Who you are, if you are attending New York's fashion shows this week, is most likely one unhappy puppy.
But if it has been thus far, by general consensus, a dolorous season, a few trends (and how much do we hate that word?) have nevertheless surfaced, chief among them a glut of graphic patterns, which were perhaps first promulgated by Marc Jacobs at his eponymous collection and at Louis Vuitton for spring 2013 (which means they are available — with super-high price tags! — in stores right now). These blocks and cubes are usually rendered in black and white, so it comes as a relief when Ohne Titel sends out tangerine examples, sometimes enhanced with little clear plastic squares. Maria Cornejo, whose line is called Zero but whose clothes will fit people whose size is an actual number, also apparently got the memo, opening her show with black-and-blue garments, but adding some refreshingly non-graphic coats with loose swing backs, a silhouette tiptoeing toward the bubble and constituting a minor trend (that word again) this season.

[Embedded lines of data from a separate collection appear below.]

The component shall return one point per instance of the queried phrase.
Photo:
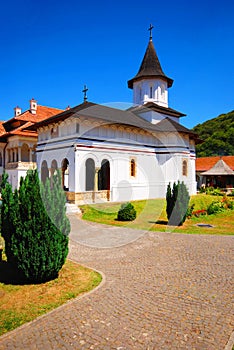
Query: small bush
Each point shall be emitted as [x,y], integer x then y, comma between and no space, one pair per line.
[126,212]
[190,211]
[214,208]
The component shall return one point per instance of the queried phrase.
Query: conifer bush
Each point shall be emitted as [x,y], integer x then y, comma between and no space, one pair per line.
[126,212]
[177,199]
[36,243]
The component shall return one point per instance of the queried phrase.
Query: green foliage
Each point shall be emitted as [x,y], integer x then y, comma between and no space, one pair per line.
[177,203]
[34,244]
[190,211]
[217,134]
[214,208]
[126,212]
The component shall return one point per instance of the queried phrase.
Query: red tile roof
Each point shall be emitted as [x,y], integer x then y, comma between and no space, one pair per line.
[25,120]
[206,163]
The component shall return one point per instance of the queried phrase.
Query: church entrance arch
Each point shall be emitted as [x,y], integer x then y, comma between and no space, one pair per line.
[104,176]
[44,171]
[89,174]
[65,174]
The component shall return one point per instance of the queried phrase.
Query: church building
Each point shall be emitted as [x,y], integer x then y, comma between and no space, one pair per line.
[108,154]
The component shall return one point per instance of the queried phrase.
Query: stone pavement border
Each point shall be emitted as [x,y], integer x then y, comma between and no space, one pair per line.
[161,292]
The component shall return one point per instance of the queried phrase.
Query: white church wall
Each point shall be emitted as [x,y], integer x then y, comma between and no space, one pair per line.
[49,153]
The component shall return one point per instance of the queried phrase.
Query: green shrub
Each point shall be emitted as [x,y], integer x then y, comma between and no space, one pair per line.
[214,208]
[126,212]
[35,246]
[177,203]
[190,211]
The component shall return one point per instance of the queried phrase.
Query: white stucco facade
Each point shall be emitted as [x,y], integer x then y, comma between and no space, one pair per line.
[158,158]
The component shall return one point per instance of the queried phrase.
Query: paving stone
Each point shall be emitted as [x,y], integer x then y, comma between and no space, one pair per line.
[161,291]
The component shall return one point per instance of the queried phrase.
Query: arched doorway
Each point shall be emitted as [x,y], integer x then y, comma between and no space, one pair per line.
[104,176]
[89,174]
[44,171]
[65,174]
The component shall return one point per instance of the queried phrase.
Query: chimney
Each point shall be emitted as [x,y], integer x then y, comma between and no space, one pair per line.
[33,106]
[17,110]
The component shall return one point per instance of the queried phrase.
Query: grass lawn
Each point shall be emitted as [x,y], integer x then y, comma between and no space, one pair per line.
[23,303]
[151,215]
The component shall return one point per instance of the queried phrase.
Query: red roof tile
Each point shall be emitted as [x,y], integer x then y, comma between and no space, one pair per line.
[26,119]
[206,163]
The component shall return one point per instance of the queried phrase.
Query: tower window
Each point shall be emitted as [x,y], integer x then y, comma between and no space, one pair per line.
[163,91]
[151,92]
[185,168]
[133,168]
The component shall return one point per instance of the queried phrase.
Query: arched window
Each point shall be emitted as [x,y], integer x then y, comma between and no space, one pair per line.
[90,173]
[163,91]
[104,176]
[65,174]
[54,132]
[25,153]
[44,171]
[151,92]
[185,168]
[132,167]
[34,153]
[54,166]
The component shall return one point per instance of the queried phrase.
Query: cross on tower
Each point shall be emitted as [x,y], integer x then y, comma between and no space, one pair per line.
[84,91]
[150,29]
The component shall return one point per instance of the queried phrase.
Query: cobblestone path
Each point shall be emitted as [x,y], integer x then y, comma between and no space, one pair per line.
[162,291]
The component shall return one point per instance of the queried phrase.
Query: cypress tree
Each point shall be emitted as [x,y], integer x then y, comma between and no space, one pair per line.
[38,247]
[177,203]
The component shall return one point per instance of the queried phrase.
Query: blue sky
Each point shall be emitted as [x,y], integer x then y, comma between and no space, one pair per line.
[50,49]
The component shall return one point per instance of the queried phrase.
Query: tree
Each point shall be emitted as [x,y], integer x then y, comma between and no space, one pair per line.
[126,212]
[177,203]
[37,247]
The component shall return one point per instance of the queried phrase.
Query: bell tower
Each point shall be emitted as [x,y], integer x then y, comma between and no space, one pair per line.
[150,84]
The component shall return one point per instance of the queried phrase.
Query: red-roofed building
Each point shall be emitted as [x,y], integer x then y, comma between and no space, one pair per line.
[17,144]
[215,171]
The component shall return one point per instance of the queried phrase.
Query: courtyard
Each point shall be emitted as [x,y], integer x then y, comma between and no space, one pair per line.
[159,291]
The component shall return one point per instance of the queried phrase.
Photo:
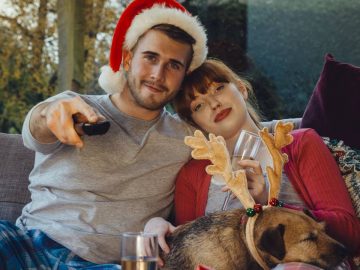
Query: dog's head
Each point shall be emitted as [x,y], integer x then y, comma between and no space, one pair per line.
[284,235]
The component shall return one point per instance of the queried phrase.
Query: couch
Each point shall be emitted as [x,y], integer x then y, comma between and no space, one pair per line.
[15,166]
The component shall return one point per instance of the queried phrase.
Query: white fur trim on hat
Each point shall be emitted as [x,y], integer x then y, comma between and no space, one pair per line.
[160,14]
[112,82]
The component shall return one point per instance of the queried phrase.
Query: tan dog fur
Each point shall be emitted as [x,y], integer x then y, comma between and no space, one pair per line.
[281,235]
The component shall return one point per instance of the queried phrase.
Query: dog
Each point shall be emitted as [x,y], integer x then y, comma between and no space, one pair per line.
[280,235]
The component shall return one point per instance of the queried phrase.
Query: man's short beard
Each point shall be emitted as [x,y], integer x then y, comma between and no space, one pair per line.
[151,106]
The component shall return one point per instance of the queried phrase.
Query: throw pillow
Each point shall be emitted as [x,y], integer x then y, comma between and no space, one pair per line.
[334,107]
[348,160]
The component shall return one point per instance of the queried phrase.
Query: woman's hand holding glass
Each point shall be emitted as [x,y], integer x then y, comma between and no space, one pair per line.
[256,181]
[162,228]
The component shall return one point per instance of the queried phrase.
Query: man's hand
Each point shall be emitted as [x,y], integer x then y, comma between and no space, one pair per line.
[162,228]
[54,120]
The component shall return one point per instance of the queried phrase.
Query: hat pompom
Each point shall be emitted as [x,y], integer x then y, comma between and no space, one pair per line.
[111,81]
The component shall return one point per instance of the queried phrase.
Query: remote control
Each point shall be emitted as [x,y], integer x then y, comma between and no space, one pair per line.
[91,129]
[98,128]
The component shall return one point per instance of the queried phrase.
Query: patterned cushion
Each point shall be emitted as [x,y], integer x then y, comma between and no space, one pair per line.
[348,160]
[334,107]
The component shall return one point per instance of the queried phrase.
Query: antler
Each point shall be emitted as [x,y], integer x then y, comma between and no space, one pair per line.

Monday night during New York Fashion Week traditionally belongs to Marc Jacobs, but this time around, for a mysterious reason — the snowstorm delayed his samples arriving from Europe, or something — Marc by Marc Jacobs, the secondary line nicknamed Little Marc, is shoehorned into this slot. Before the show begins (it will feature dull but serviceable Marc basics: seventies prints, narrow skirts, pleated pants, blah, blah), one lone drag performer, towering in heels and sporting a vast tutu that makes her look like an escapee from the Trocadero Ballet, wanders in, climbs the stairs toward standing room heaven, and injects the sole jolt of visual excitement into the otherwise moribund proceedings.

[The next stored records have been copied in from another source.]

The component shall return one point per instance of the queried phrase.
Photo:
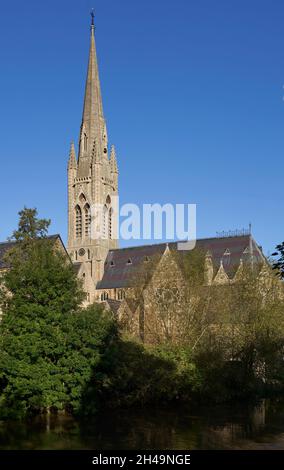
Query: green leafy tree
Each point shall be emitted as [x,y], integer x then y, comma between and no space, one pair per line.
[49,345]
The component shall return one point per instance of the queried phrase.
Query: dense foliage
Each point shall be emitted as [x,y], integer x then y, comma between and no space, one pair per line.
[50,346]
[278,264]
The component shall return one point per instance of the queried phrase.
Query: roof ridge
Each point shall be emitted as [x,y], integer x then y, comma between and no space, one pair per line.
[177,241]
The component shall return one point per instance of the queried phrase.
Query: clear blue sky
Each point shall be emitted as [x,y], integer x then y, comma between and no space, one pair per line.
[193,97]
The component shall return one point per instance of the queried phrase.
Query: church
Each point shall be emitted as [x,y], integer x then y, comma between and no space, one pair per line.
[109,273]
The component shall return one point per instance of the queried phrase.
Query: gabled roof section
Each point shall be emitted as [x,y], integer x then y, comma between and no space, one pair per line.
[121,274]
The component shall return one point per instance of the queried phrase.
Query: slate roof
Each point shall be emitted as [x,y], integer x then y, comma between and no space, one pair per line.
[5,246]
[122,265]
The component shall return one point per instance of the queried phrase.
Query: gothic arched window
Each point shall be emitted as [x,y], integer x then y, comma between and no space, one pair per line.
[105,222]
[78,213]
[87,211]
[85,142]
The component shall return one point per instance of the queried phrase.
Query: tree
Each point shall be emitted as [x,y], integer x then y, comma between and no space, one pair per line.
[279,262]
[49,345]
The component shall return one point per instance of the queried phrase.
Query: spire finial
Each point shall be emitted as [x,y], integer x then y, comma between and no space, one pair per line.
[93,16]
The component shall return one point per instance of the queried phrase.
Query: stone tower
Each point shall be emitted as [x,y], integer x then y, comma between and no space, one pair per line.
[92,186]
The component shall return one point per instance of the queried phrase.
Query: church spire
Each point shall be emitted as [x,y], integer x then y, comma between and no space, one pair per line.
[93,123]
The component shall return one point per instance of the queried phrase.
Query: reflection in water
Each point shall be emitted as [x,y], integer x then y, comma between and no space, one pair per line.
[258,427]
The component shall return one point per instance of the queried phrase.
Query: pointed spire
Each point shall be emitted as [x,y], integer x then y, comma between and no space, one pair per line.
[72,163]
[113,161]
[93,118]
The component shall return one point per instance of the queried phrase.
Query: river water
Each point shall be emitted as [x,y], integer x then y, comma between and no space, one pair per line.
[220,427]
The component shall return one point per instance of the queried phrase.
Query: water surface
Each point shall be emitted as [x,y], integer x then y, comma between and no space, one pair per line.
[181,427]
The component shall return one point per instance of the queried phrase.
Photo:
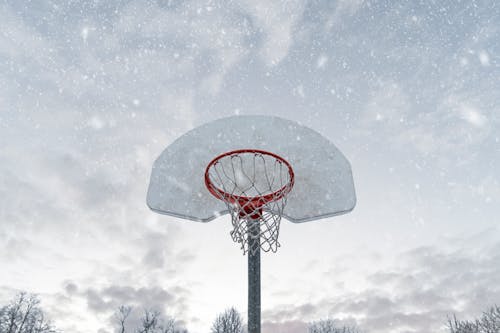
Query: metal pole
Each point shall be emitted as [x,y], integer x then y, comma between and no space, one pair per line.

Would Ann Romney have greeted the assembled masses in an outfit designed by a guy who likes to truss male models to creepy hospital beds, binding them hand and foot and blindfolding them? Thom Browne, who made the blue suit Michelle Obama wore on Inauguration Day, ties these poor fellows up and they, along with fake snow and sinister rose bushes, function as an art-installation background to his fall 2013 show. With its connotations of prisons and torture, this conceit initially makes me extremely uncomfortable. (And the models, some of whom can’t help but squirm in their cots, don’t seem to be having much fun either.) But when the actual show begins, it becomes clear that the whole affair is meant as an S&M fairy tale featuring savagely graceful Queens of Hearts clad in mad ensembles: stiff gray capes with hugely distended shoulders and exquisite appliquéd blossoms; humongous skirts with padded hips, amazing fur jackets that appear to magically dissolve into botanical lace. It is a breathtaking and singular vision, even if its practical applications seem dubious. (What, you don’t want padded hips?) Can I be the only woman in the world suddenly craving a pair of pale stockings decorated with blood-red roses?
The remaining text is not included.